您在這裡

Terminology: interpreter and compiler

23 二月, 2015 - 11:07

Python is a high-level language intended to be relatively straightforward for humans to read and write and for computers to read and process. Other high-level languages include: Java, C++, PHP, Ruby, Basic, Perl, JavaScript, and many more. The actual hardware inside the Central Processing Unit (CPU) does not understand any of these high level languages.

The CPU understands a language we call machine-language. Machine language is very simple and frankly very tiresome to write because it is represented all in zeros and ones:

0101000111010010010101000000111111100110000011101010010101101101...

Machine language seems quite simple on the surface given that there are only zeros and ones, but its syntax is even more complex and far more intricate than Python. So very few programmers ever write machine language. Instead we build various translators to allow programmers to write in high level languages like Python or JavaScript and these translators convert the programs to machine language for actual execution by the CPU.

Since machine language is tied to the computer hardware, machine language is not portable across different types of hardware. Programs written in high-level languages can be moved between different computers by using a different interpreter on the new machine or re-compiling the code to create a machine language version of the program for the new machine.

These programming language translators fall into two general categories: (1) interpreters and (2) compilers.

An interpreter reads the source code of the program as written by the programmer, parses the source code, and interprets the instructions on-the-fly. Python is an interpreter and when we are running Python interactively, we can type a line of Python (a sentence) and Python processes it immediately and is ready for us to type another line of Python.

Some of the lines of Python tell Python that you want it to remember some value for later. We need to pick a name for that value to be remembered and we can use that symbolic name to retrieve the value later.
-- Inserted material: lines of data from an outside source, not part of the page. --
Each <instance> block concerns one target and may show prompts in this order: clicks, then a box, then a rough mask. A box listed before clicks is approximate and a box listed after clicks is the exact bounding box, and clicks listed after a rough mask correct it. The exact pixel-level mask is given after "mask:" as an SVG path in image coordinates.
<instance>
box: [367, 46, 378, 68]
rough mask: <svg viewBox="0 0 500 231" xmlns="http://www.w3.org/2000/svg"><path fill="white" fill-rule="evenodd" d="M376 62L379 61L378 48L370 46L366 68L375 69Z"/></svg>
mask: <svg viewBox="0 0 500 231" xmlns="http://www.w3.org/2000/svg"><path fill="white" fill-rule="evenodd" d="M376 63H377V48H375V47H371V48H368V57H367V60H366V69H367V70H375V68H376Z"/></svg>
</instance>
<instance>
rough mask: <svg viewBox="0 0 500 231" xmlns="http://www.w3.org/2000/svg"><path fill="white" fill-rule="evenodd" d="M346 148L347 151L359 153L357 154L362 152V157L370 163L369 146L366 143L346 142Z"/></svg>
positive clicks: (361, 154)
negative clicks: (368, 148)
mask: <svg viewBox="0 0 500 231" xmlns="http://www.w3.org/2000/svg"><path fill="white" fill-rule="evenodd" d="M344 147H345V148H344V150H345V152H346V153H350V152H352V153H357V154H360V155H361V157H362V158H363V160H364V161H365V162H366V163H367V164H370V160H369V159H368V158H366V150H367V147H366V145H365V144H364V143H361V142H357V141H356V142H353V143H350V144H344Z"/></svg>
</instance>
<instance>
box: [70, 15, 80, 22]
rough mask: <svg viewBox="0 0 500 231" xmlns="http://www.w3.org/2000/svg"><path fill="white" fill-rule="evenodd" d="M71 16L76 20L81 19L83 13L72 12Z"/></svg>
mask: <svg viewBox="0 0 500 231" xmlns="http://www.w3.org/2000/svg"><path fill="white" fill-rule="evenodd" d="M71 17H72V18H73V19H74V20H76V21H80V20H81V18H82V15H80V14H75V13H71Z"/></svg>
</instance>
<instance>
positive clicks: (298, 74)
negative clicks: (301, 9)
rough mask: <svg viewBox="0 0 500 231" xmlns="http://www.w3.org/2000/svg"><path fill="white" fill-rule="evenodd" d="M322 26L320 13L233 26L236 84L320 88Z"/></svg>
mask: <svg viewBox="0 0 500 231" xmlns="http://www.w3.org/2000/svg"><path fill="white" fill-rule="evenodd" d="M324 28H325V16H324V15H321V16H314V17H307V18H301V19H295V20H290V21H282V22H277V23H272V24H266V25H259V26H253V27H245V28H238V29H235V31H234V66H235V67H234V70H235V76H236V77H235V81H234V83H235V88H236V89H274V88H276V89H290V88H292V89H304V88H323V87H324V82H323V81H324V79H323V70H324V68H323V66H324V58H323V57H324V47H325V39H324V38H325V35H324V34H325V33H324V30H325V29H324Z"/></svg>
We use the term variable to refer to the labels we use to refer to this stored data.

>>> x = 6>>> print x6>>> y = x * 7>>> print y42>>>

In this example, we ask Python to remember the value six and use the label x so we can retrieve the value later. We verify that Python has actually remembered the value using print. Then we ask Python to retrieve x and multiply it by seven and put the newly-computed value in y. Then we ask Python to print out the value currently in y.

Even though we are typing these commands into Python one line at a time, Python is treating them as an ordered sequence of statements with later statements able to retrieve data created in earlier statements. We are writing our first simple paragraph with four sentences in a logical and meaningful order.

It is the nature of an interpreter to be able to have an interactive conversation as shown above. A compiler needs to be handed the entire program in a file, and then it runs a process to translate the high level source code into machine language and then the compiler puts the resulting machine language into a file for later execution.

If you have a Windows system, often these executable machine language programs have a suffix of “.exe” or “.dll” which stand for “executable” and “dynamically loadable library” respectively. In Linux and Macintosh there is no suffix that uniquely marks a file as executable.

If you were to open an executable file in a text editor, it would look completely crazy and be unreadable:

ˆ?ELFˆAˆAˆAˆ@ˆ@ˆ@ˆ@ˆ@ˆ@ˆ@ˆ@ˆ@ˆBˆ@ˆCˆ@ˆAˆ@ˆ@ˆ@\xa0\x82ˆDˆH4ˆ@ˆ@ˆ@\x90ˆ]ˆ@ˆ@ˆ@ˆ@ˆ@ˆ@4ˆ@ ˆ@ˆGˆ@(ˆ@$ˆ@!ˆ@ˆFˆ@ˆ@ˆ@4ˆ@ˆ@ˆ@4\x80ˆDˆH4\x80ˆDˆH\xe0ˆ@ˆ@ˆ@\xe0ˆ@ˆ@ˆ@ˆEˆ@ˆ@ˆ@ˆDˆ@ˆ@ˆ@ˆCˆ@ˆ@ˆ@ˆTˆAˆ@ˆ@ˆT\x81ˆDˆHˆT\x81ˆDˆHˆSˆ@ˆ@ˆ@ˆSˆ@ˆ@ˆ@ˆDˆ@ˆ@ˆ@ˆAˆ@ˆ@ˆ@ˆA\ˆDˆHQVhT\x83ˆDˆH\xe8....

It is not easy to read or write machine language so it is nice that we have interpreters and compilers that allow us to write in a high-level language like Python or C.

Now at this point in our discussion of compilers and interpreters, you should be wondering a bit about the Python interpreter itself. What language is it written in? Is it written in a compiled language? When we type “python”, what exactly is happening?

The Python interpreter is written in a high level language called “C”. You can look at the actual source code for the Python interpreter by going to www.python.org and working your way to their source code. So Python is a program itself and it is compiled into machine code and when you installed Python on your computer (or the vendor installed it), you copied a machine-code copy of the translated Python program onto your system. In Windows the executable machine code for Python itself is likely in a file with a name like:

C:\Python27\python.exe

That is more than you really need to know to be a Python programmer, but sometimes it pays to answer those little nagging questions right at the beginning.